According to the Indiana Business Research Center at Indiana University-Purdue University at Indianapolis, Indiana exports to Colombia totaled $83,526,403, and $35,096,624 to Panama in 2010. The leading Indiana exports to Colombia were chemicals at $24 million and machinery at $15 million. The leading exports to Panama were chemicals at $22 million, food at $2.7 million and computer products at $2.6 million.
Lugar, the ranking Republican on the Senate Foreign Relations Committee, released today a report on the need to ratify long-pending free trade agreements (FTAs) with Colombia and Panama. The report, “Losing Jobs and Alienating Friends: The Consequences of Falling Behind on Free Trade with Colombia and Panama,” is accessible at http://lugar.senate.gov/issues/foreign/lac/.
“As Congress debates renewal of trade preferences for Colombia, which are due to expire on February 12, it should also consider the importance of retaining U.S. competitiveness in Latin America through approval of the pending FTAs,” Lugar said. “I urge the Obama Administration to do more to build support in Congress for the agreements with Panama and Colombia.”
“Ratification of these FTAs would eliminate trade barriers and facilitate access for U.S. exporters in these countries. Delay has already resulted in a loss of market shares and jobs for U.S. businesses as other countries have benefited from trade accords,” Lugar added. “When the Colombia- Canada FTA is implemented, as early as this summer, the immediate effect is likely to be the replacement of U.S. wheat in Colombia with lower-priced, duty-free Canadian wheat.
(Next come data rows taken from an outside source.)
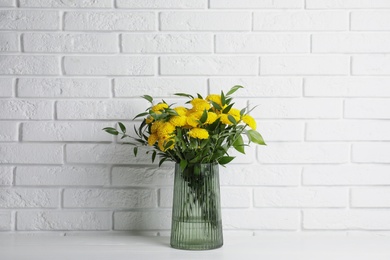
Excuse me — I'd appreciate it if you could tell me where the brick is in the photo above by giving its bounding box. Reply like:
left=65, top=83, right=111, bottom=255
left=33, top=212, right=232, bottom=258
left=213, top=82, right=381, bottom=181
left=352, top=54, right=390, bottom=76
left=302, top=164, right=390, bottom=186
left=258, top=143, right=349, bottom=164
left=344, top=98, right=390, bottom=119
left=304, top=77, right=390, bottom=97
left=66, top=144, right=152, bottom=164
left=114, top=210, right=172, bottom=230
left=64, top=11, right=156, bottom=31
left=0, top=33, right=19, bottom=52
left=0, top=99, right=53, bottom=119
left=121, top=34, right=214, bottom=53
left=0, top=166, right=13, bottom=186
left=17, top=78, right=111, bottom=98
left=0, top=212, right=11, bottom=231
left=57, top=99, right=148, bottom=120
left=257, top=120, right=305, bottom=142
left=0, top=10, right=60, bottom=30
left=351, top=10, right=390, bottom=31
left=0, top=188, right=59, bottom=209
left=216, top=34, right=310, bottom=53
left=210, top=0, right=304, bottom=9
left=0, top=144, right=63, bottom=164
left=303, top=209, right=390, bottom=230
left=209, top=77, right=302, bottom=97
left=160, top=56, right=258, bottom=75
left=312, top=33, right=390, bottom=53
left=16, top=210, right=112, bottom=231
left=306, top=0, right=390, bottom=9
left=306, top=120, right=390, bottom=141
left=23, top=33, right=119, bottom=53
left=254, top=187, right=348, bottom=208
left=253, top=10, right=349, bottom=31
left=114, top=77, right=207, bottom=97
left=0, top=55, right=60, bottom=75
left=64, top=56, right=154, bottom=76
left=351, top=187, right=390, bottom=208
left=20, top=0, right=113, bottom=8
left=222, top=209, right=300, bottom=230
left=0, top=78, right=14, bottom=97
left=352, top=143, right=390, bottom=163
left=15, top=166, right=110, bottom=186
left=112, top=165, right=175, bottom=187
left=0, top=121, right=19, bottom=142
left=22, top=122, right=112, bottom=142
left=116, top=0, right=207, bottom=9
left=260, top=55, right=349, bottom=75
left=220, top=165, right=301, bottom=186
left=249, top=98, right=342, bottom=119
left=0, top=0, right=16, bottom=7
left=160, top=11, right=252, bottom=31
left=64, top=189, right=157, bottom=209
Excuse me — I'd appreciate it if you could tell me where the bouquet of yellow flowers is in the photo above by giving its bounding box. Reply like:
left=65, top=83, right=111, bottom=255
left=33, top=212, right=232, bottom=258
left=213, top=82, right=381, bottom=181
left=103, top=86, right=265, bottom=169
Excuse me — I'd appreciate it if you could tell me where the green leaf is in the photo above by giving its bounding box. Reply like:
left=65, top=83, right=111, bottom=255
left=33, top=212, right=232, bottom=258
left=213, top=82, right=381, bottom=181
left=199, top=109, right=207, bottom=124
left=228, top=115, right=237, bottom=125
left=226, top=85, right=244, bottom=96
left=221, top=91, right=226, bottom=106
left=102, top=127, right=119, bottom=135
left=218, top=156, right=235, bottom=165
left=142, top=95, right=153, bottom=103
left=233, top=135, right=245, bottom=154
left=173, top=93, right=194, bottom=99
left=118, top=122, right=126, bottom=133
left=180, top=160, right=188, bottom=171
left=246, top=130, right=266, bottom=145
left=222, top=103, right=234, bottom=114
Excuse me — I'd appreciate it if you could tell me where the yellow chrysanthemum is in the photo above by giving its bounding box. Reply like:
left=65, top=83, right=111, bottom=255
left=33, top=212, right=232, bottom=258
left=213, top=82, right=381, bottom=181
left=190, top=98, right=211, bottom=112
left=174, top=107, right=188, bottom=116
left=242, top=114, right=257, bottom=130
left=148, top=134, right=158, bottom=146
left=150, top=121, right=163, bottom=134
left=206, top=94, right=222, bottom=106
left=169, top=116, right=187, bottom=127
left=206, top=112, right=218, bottom=125
left=228, top=108, right=241, bottom=122
left=152, top=103, right=168, bottom=112
left=219, top=114, right=233, bottom=125
left=188, top=127, right=209, bottom=139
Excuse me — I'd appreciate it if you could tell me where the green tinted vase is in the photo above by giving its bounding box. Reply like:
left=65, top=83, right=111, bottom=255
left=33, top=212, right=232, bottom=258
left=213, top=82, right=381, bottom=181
left=171, top=164, right=223, bottom=250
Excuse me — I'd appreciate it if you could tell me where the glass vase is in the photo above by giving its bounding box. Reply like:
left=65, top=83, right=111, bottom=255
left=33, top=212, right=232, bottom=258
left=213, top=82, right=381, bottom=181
left=171, top=164, right=223, bottom=250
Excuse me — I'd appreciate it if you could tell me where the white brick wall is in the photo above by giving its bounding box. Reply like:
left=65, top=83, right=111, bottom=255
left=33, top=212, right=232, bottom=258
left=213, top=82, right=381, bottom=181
left=0, top=0, right=390, bottom=235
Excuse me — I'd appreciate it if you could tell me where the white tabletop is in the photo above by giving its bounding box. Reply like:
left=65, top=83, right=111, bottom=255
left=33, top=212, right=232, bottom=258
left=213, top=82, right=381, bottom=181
left=0, top=233, right=390, bottom=260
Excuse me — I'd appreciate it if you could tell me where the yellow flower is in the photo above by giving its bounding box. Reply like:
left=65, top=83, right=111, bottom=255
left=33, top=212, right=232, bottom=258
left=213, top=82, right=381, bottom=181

FTA tariff reductions will also benefit Canadian heavy equipment and other capital good exports to Colombia at the expense of U.S.-manufactured products, which still face tariffs ranging from 5 to 20 percent.”
According to the report, U.S. political interests in the Western Hemisphere are also at stake.
“Beyond the compelling economic arguments, these FTAs are important to U.S. influence and standing in the region,” Lugar said. “Continued delay calls into question U.S. commitment to its friends in an ideologically-divided hemisphere.”